You may argue that it's pointless trying to teach rapists not to rape - but you're wrong. Read a little something about how rape prevention messages aimed at men actually work. As Zerlina Maxwell so brilliantly said on Fox News:

       “I think that the entire conversation is wrong. I don’t want anybody to be telling women anything. I don’t
        want men to be telling me what to wear and how to act, not to drink. And I don’t, honestly, want you
        to tell me that I needed a gun in order to prevent my rape. … I think we should be telling men not to
        rape women and start the conversation there with prevention.” (Video and transcript here)

You may want to argue we don't live in a rape culture, that rape will be a threat regardless of how our society works.
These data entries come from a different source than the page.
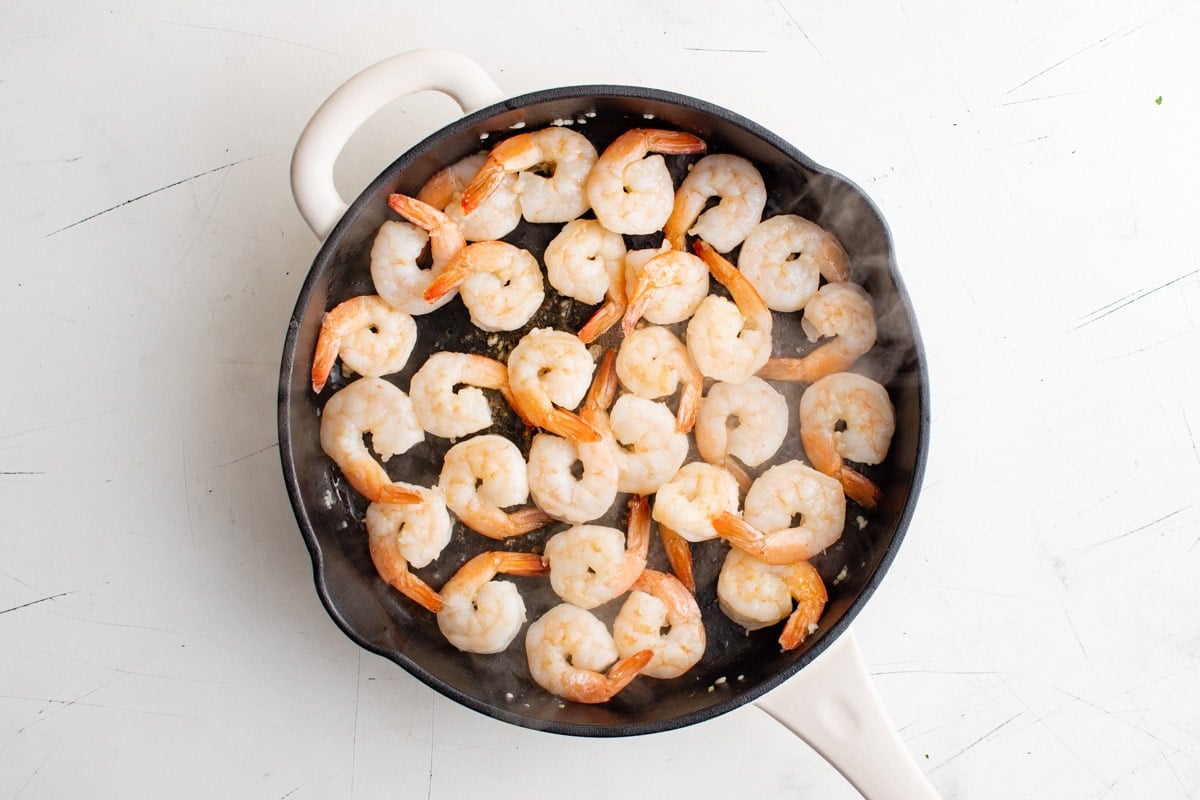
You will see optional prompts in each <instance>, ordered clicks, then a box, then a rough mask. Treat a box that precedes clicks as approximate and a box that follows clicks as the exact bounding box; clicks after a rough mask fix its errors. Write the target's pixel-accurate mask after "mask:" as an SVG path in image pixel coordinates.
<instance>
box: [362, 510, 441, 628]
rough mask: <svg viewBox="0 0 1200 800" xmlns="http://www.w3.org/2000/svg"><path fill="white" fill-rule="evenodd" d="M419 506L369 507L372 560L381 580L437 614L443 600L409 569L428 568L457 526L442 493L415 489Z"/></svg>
mask: <svg viewBox="0 0 1200 800" xmlns="http://www.w3.org/2000/svg"><path fill="white" fill-rule="evenodd" d="M413 491H414V492H415V493H416V494H418V495H419V497H420V500H419V501H418V503H402V504H392V503H372V504H371V505H368V506H367V513H366V528H367V543H368V546H370V549H371V561H372V563H373V564H374V566H376V570H377V571H378V572H379V577H382V578H383V579H384V581H386V582H388V583H389V584H390V585H391V587H392V588H395V589H396V590H397V591H400V593H401V594H403V595H404V596H407V597H409V599H410V600H414V601H416V602H418V603H420V604H421V606H422V607H424V608H426V609H428V610H431V612H433V613H437V612H438V610H439V609H440V608H442V599H440V597H439V595H438V593H437V591H434V590H433V589H432V588H431V587H430V585H428V584H427V583H425V582H424V581H421V579H420V578H419V577H416V576H415V575H413V573H412V572H410V571H409V569H408V567H409V566H414V567H418V569H420V567H422V566H427V565H428V564H430V563H431V561H432V560H433V559H436V558H437V557H438V555H440V553H442V551H443V549H445V546H446V545H448V543H450V534H451V531H452V530H454V524H452V523H451V522H450V515H449V512H448V511H446V505H445V501H444V500H443V498H442V493H440V492H438V491H437V489H426V488H422V487H413Z"/></svg>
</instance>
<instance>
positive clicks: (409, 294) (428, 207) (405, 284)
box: [371, 194, 467, 314]
mask: <svg viewBox="0 0 1200 800" xmlns="http://www.w3.org/2000/svg"><path fill="white" fill-rule="evenodd" d="M388 207H390V209H391V210H392V211H395V212H396V213H398V215H400V216H402V217H404V219H407V221H408V222H396V221H395V219H389V221H386V222H384V223H383V225H382V227H380V228H379V233H378V234H376V239H374V242H373V243H372V246H371V279H372V282H373V283H374V288H376V291H377V293H379V296H380V297H383V299H384V300H386V301H388V305H389V306H392V307H394V308H398V309H400V311H403V312H407V313H409V314H427V313H430V312H431V311H436V309H437V308H440V307H442V306H444V305H445V303H448V302H449V301H450V300H452V299H454V294H451V293H448V294H446V295H442V296H439V297H438V299H436V300H426V299H425V290H426V289H427V288H428V285H430V284H431V283H432V282H433V279H434V278H436V277H437V276H438V275H439V273H440V272H442V270H443V269H445V265H446V264H448V263H450V260H451V259H452V258H454V257H455V255H456V254H457V253H458V251H460V249H462V248H463V247H464V246H466V243H467V240H466V239H463V235H462V230H461V229H460V228H458V225H457V224H455V223H454V221H452V219H450V218H449V217H448V216H446V215H444V213H442V212H440V211H438V210H437V209H434V207H433V206H431V205H428V204H426V203H421V201H420V200H418V199H415V198H410V197H408V196H404V194H390V196H388ZM426 242H427V243H428V245H430V252H431V255H432V259H433V264H432V266H431V267H430V269H422V267H421V266H420V264H418V259H419V258H420V255H421V252H422V251H424V249H425V245H426Z"/></svg>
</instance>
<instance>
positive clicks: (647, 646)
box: [612, 570, 707, 678]
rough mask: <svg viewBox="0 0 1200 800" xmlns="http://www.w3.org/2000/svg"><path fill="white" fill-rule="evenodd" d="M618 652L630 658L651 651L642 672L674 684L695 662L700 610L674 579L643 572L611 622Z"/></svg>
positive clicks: (699, 627) (688, 594)
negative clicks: (674, 679)
mask: <svg viewBox="0 0 1200 800" xmlns="http://www.w3.org/2000/svg"><path fill="white" fill-rule="evenodd" d="M612 638H613V642H616V644H617V652H619V654H620V655H622V656H631V655H634V654H636V652H641V651H642V650H650V651H653V652H654V657H652V658H650V662H649V663H648V664H646V666H644V667H642V674H643V675H649V676H650V678H678V676H679V675H682V674H684V673H685V672H688V670H689V669H691V668H692V667H695V666H696V663H698V662H700V660H701V657H702V656H703V655H704V646H706V645H707V636H706V633H704V620H703V619H701V616H700V606H697V604H696V599H695V597H694V596H692V595H691V593H690V591H689V590H688V588H686V587H685V585H684V584H682V583H680V582H679V581H678V579H677V578H676V577H673V576H670V575H667V573H665V572H658V571H655V570H646V571H643V572H642V575H641V576H638V578H637V581H635V582H634V587H632V591H631V593H630V595H629V599H628V600H625V603H624V604H623V606H622V607H620V610H619V612H618V613H617V619H614V620H613V622H612Z"/></svg>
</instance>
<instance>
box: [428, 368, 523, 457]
mask: <svg viewBox="0 0 1200 800" xmlns="http://www.w3.org/2000/svg"><path fill="white" fill-rule="evenodd" d="M460 387H461V389H460ZM484 389H494V390H498V391H499V392H500V393H502V395H504V396H505V398H506V397H508V396H510V392H509V368H508V366H505V363H504V362H503V361H497V360H496V359H488V357H487V356H484V355H475V354H468V353H445V351H443V353H434V354H433V355H431V356H430V357H428V360H427V361H426V362H425V363H424V365H421V368H420V369H418V371H416V373H415V374H414V375H413V380H412V381H410V383H409V386H408V396H409V397H410V398H412V399H413V410H414V411H416V419H418V421H419V422H420V423H421V427H422V428H425V431H426V433H432V434H433V435H436V437H442V438H444V439H458V438H461V437H466V435H468V434H472V433H476V432H478V431H482V429H484V428H486V427H488V426H490V425H492V407H491V403H490V402H488V398H487V396H486V395H485V393H484V391H482V390H484Z"/></svg>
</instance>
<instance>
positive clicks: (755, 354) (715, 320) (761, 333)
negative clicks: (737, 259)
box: [686, 240, 773, 384]
mask: <svg viewBox="0 0 1200 800" xmlns="http://www.w3.org/2000/svg"><path fill="white" fill-rule="evenodd" d="M695 249H696V253H697V254H698V255H700V257H701V259H703V261H704V263H706V264H707V265H708V269H709V270H712V272H713V277H715V278H716V279H718V281H719V282H720V283H721V284H722V285H725V288H726V289H728V290H730V295H732V297H733V302H730V301H728V300H726V299H725V297H721V296H719V295H708V296H706V297H704V300H703V302H701V303H700V307H698V308H696V313H695V314H694V315H692V318H691V320H690V321H689V323H688V337H686V338H688V353H690V354H691V359H692V361H695V362H696V366H697V367H700V371H701V372H702V373H704V375H706V377H707V378H714V379H716V380H725V381H728V383H734V384H739V383H743V381H744V380H746V379H748V378H750V377H751V375H754V374H755V373H756V372H758V369H761V368H762V367H763V365H766V363H767V361H768V360H769V359H770V349H772V327H773V320H772V315H770V309H769V308H767V305H766V303H764V302H763V301H762V297H760V296H758V293H757V291H756V290H755V288H754V287H752V285H751V284H750V282H749V281H746V279H745V276H743V275H742V273H740V272H739V271H738V270H737V267H734V266H733V265H732V264H730V263H728V261H727V260H726V259H725V258H724V257H722V255H721V254H720V253H718V252H716V251H715V249H713V247H710V246H709V245H708V243H707V242H704V241H702V240H697V241H696V243H695Z"/></svg>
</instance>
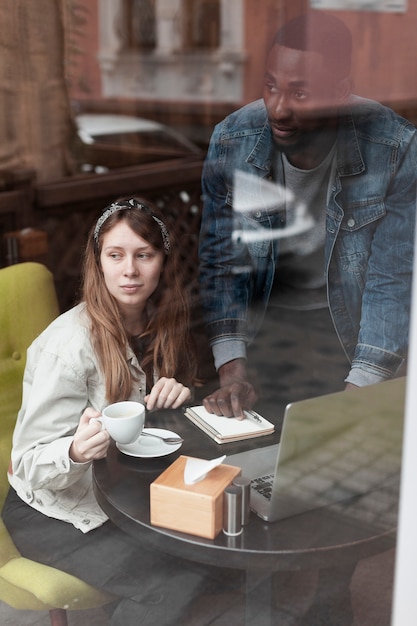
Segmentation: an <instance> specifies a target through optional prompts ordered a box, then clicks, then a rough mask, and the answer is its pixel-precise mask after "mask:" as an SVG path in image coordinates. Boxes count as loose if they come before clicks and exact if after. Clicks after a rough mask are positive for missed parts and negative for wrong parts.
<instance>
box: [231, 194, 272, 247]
mask: <svg viewBox="0 0 417 626" xmlns="http://www.w3.org/2000/svg"><path fill="white" fill-rule="evenodd" d="M249 200H254V201H255V200H256V198H252V196H251V197H250V198H248V206H250V205H249ZM226 204H227V205H229V206H230V207H231V208H233V192H232V191H231V190H229V192H228V194H227V197H226ZM253 204H254V203H253ZM254 206H257V205H256V204H254ZM232 241H233V243H234V244H235V245H245V246H246V247H247V250H248V252H249V254H250V256H251V257H252V258H255V259H256V258H257V257H266V256H268V254H269V251H270V245H271V220H270V217H269V215H268V213H267V212H266V211H263V210H260V209H259V208H258V209H256V208H255V209H254V210H253V211H251V210H247V211H243V210H241V211H233V233H232Z"/></svg>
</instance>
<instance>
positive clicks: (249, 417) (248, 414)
mask: <svg viewBox="0 0 417 626" xmlns="http://www.w3.org/2000/svg"><path fill="white" fill-rule="evenodd" d="M245 415H246V417H248V418H249V419H250V420H252V421H254V422H258V423H259V424H262V420H261V418H260V416H259V415H258V414H257V413H256V412H255V411H245Z"/></svg>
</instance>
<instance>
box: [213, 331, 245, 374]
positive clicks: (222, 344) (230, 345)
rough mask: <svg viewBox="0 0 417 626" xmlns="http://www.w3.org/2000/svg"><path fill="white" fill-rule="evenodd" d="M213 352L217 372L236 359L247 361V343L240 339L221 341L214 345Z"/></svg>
mask: <svg viewBox="0 0 417 626" xmlns="http://www.w3.org/2000/svg"><path fill="white" fill-rule="evenodd" d="M212 350H213V357H214V365H215V368H216V370H218V369H219V368H220V367H221V366H222V365H224V364H225V363H228V362H229V361H233V360H234V359H246V342H245V341H240V340H239V339H229V340H226V341H219V342H217V343H215V344H213V345H212Z"/></svg>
But consider this: 

          “Rape-free societies were characterized by sexual equality in which both genders shared power
           and were deemed to make important contributions, albeit in different ways, to the welfare of the
           society” (Rathus, Nevid, and Fichner-Rathus, 573).
           - “The more egalitarian and integrated the society, the less rape” (Schwartz and Rutter, 69).

If social pressures and social attitudes had no bearing, then rape statistics would be consistent across different societies and would be the same for different economic and racial groups. But they aren't. We need to take the focus off the victims and put it on the the attackers and the police and the judges and the juries. We need to stop telling women to live in fear and start telling society that rape is not okay.

Yes, it's smart to take precautions in life - lock your front door, keep valuables out of sight in your car, don't walk alone in dangerous parts of town - but no, we shouldn't be telling women, and women alone, that they need to go as far as changing their damn hairstyle in order to try to avoid being victims of rape. Because again, to drive the point home. These tips are no guarantee of protection from "dark alley rape". These tips are useless for avoiding most situations where sexual assault is likely to occur. And sharing these tips encourages a community that believes victims of rape deserve it because they weren't careful enough.

You do not deserve to be raped.

It is not your fault if you are raped or assaulted.

Only the rapist can be blamed for your rape.

We can teach rapists not to rape, and it makes a positive difference.

That's the message I wish we shared on social media. That's the message we should be sending out. That's the change I want us to start making.